Fish were washed in media once, then moved into a new falcon tube containing 1:100 Iodine in PBS with 1% a/a for 2 minutes. The iodine solution was removed, and fish were washed three times with DMEM supplemented with 1% a/a. The media was removed and 50mL of 0.5% sodium hypochlorite solution prepared in DMEM supplemented with 1% a/a was added into the tube. The falcon tube was shaken on a rocking platform at 120 rpm for 20 minutes, the liquid was drained and the fish were washed three times in PBS supplemented with 1% a/a.
After the alevins were sterilised, they were dechorionated and cut into four parts (see comment -> for below protocol use section A-head). From here, the tissues underwent different dissociation protocols as seen in the next section and were then seeded in media.

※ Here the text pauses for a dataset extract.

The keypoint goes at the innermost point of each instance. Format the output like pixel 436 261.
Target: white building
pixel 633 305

Tissue dissociation and cell seeding
Tissue dissociation and cell seeding
1h
1h
Below are the two dissociation methods that allowed for the best cell survival and proliferation:
Chemical dissociation with trypsin:
The head section was cut into small explants and put into a falcon tube with 5mL of Trypsin-EDTA (0.25%), phenol red (Gibco) and placed onto a shaker platform at 120 rpm for 10 minutes. The tubes were then shaken vigorously by hand and DMEM supplemented with 1% a/a was added on top of the Trypsin-EDTA at a ratio of 1:1. The cell and tissue mix was then strained through a 40 µm filter into a new tube which was then centrifuged at 900 rpm for 4 minutes. The supernatant was discarded and the cell pellet was resuspended in 1.7 mL of DMEM supplemented with 1% a/a. 200 µl of the cell suspension was seeded into wells of a 24-well plate and topped up with 1mL of one of the two different media.

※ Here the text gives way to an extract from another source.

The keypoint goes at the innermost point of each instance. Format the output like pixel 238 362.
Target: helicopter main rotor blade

Mechanical dissociation with cell sieve:
Alevin head section was chopped into small pieces with a scalpel and passed through a 70 µm cell filter using DMEM supplemented with 1% a/a to wash down the tissue. 200 µl of the resulting mechanically-dissociated cell suspension was seeded into wells of a 24-well plate and topped up with 1mL of one of the two different media.
Cell culture care
Cell culture care
4w
4w
All empty wells from the plates were filled with 500µl of PBS solution to prevent excessive media evaporation inside the incubator. All cell plates were sealed with parafilm and incubated at 20°C in the dark at ambient levels of CO2.

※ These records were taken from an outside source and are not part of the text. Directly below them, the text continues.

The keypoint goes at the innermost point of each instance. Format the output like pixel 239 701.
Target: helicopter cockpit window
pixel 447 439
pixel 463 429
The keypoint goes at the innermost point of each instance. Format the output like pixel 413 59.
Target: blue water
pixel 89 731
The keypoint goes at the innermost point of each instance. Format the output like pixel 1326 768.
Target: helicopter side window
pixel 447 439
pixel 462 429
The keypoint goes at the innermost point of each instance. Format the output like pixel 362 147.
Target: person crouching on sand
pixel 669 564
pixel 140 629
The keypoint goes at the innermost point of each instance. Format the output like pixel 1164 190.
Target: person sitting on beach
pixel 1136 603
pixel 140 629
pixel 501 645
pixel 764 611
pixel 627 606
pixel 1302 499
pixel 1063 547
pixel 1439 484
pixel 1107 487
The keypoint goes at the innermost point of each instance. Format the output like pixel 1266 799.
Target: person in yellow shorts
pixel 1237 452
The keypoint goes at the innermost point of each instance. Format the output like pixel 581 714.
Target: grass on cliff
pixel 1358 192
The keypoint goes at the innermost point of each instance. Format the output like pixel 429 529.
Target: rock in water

A third of the media was changed at 24h and 48h post-seeding. Following that, a third of a media was changed every 3 to 4 days. If required, the cells were washed with PBS to help remove dead cells and
debris.
Protocol references
First version of the protocol was developed internally by Dr. Remi Gratacap during his time working at the University of Edinburgh. Following that, the protocol saw additional changes from Dr. Maeve Ballantyne and Dr. Jin Yehwa during their time at the University of Edinburgh. This secondary version of the protocol was carried forward and became the basis of the current version following several changes and optimisation steps.